Journaliste de métier et auteur parcimonieux, Yvon Hecht semble avoir peu publié hormis un roman apocalyptique au Rayon Fantastique en 1962, La fin du quaternaire, et Alexis, un recueil de nouvelles portant le séduisant sous-titre de Contribution à l'étude des phénomènes occultes. Au milieu des années quatre-vingt-dix, cependant, la collection Présence du fantastique de Denoël accueille dans son catalogue Helena von Nachtheim, une variation romantique sur le thème de l’amour et du vampirisme. Rien de très novateur à première vue, et pourtant, la lecture des premiers chapitres nous enchaîne (peut-être pour toujours ?) à la romance tragique d’Helena et Wilhelm… Pour un archiviste un peu fleur bleue, c’est une très belle découverte !
Belle, douce et mortelle…
Au début du dix-neuvième siècle un étudiant en médecine, le baron Wilhelm Vordenburg, devient le médecin personnel du prince Hardenberg, ambassadeur de Prusse et hypocondriaque notoire. Loin de n’être qu’une péripétie mondaine dans la vie du jeune homme, cet emploi va bouleverser sa vision du monde. Helena von Nachteim, une jeune femme d’une beauté sidérante, vit en effet avec le prince, qui la traite comme si elle était sa propre fille. Wilhelm tombe rapidement sous le charme et multiplie les occasions de visiter son bienfaiteur. Pourtant, cette belle ingénue pourrait bien n’être pas aussi inoffensive que son apparence fragile pourrait le laisser croire, d’autant que d’étranges rumeurs à propos de la déchéance de ses aïeux l’enveloppent d’un halo de mystère. Les rites macabres auxquels sa famille la faisait participer ont-ils dévoyé son esprit sensible ou est-elle authentiquement aussi angélique qu’elle le semble ? Et cela a-t-il un rapport avec cette lettre que le père du jeune médecin avait jadis écrit à son épouse pour lui avouer son implication dans un cérémonial des plus lugubres ?

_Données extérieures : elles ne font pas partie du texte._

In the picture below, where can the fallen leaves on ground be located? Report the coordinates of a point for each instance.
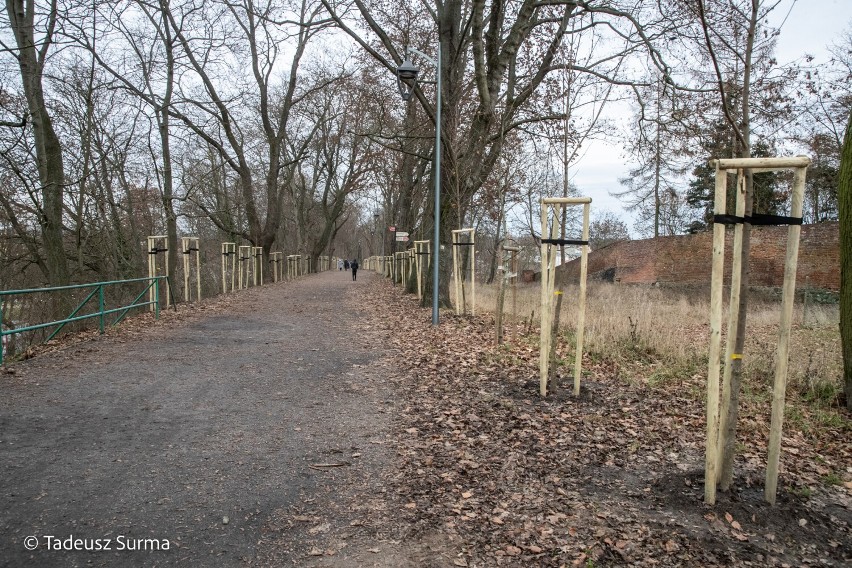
(612, 477)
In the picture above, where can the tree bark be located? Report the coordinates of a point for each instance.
(48, 148)
(844, 197)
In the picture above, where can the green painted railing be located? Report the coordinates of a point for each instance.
(97, 290)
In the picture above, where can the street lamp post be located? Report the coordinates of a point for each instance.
(407, 71)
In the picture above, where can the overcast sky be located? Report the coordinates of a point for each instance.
(811, 26)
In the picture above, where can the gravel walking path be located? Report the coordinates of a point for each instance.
(204, 431)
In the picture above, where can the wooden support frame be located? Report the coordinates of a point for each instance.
(189, 245)
(229, 266)
(155, 245)
(549, 231)
(423, 255)
(294, 266)
(411, 260)
(458, 271)
(399, 258)
(718, 409)
(244, 258)
(275, 261)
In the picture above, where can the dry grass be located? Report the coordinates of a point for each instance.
(670, 328)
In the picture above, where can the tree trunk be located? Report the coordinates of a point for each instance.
(48, 149)
(729, 420)
(844, 197)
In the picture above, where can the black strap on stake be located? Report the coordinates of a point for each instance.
(757, 219)
(563, 242)
(728, 219)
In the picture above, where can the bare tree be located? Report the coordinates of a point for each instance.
(34, 33)
(499, 63)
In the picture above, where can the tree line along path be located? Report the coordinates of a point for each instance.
(212, 432)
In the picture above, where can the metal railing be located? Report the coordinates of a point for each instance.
(98, 290)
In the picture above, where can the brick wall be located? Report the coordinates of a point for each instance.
(685, 259)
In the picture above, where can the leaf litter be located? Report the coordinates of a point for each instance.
(612, 477)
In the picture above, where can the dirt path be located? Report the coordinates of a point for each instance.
(225, 434)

De l’innocence des fauves…
Porté par le personnage magnifique d’Helena et par le bel amour que lui porte Wilhelm Vordenburg, ce roman s’écarte bien loin des clichés sanglants de bien des histoires de vampires. La méthode vampirique elle-même est assez originale, puisqu’elle met en jeu un principe vital similaire au qi théorisé par la médecine chinoise, cette énergie en constante mutation à l’origine de l’univers et de sa persistance au fil des éons. Si la vie impose à tous les êtres de s’en nourrir inconsciemment, quelle mal y aurait-il à s’en fortifier délibérément ? On ne peut vraiment pas en vouloir à un tigre de se nourrir, et la mort n’est après tout qu’un éternel recyclage, la transformation de nos atomes. Rien ne disparaît jamais vraiment, n’est-ce pas ? D’autant que cette énergie ainsi absorbée peut engendrer des voyages psychédéliques qu’aucune drogue ne permet d’envisager… Helena von Nachtheim est, d’un point de vue moral, une expérience de pensée des plus troublantes et nous interroge sur la relativité de l’innocence (ou de la culpabilité...) en plus de constituer une belle histoire d’amour.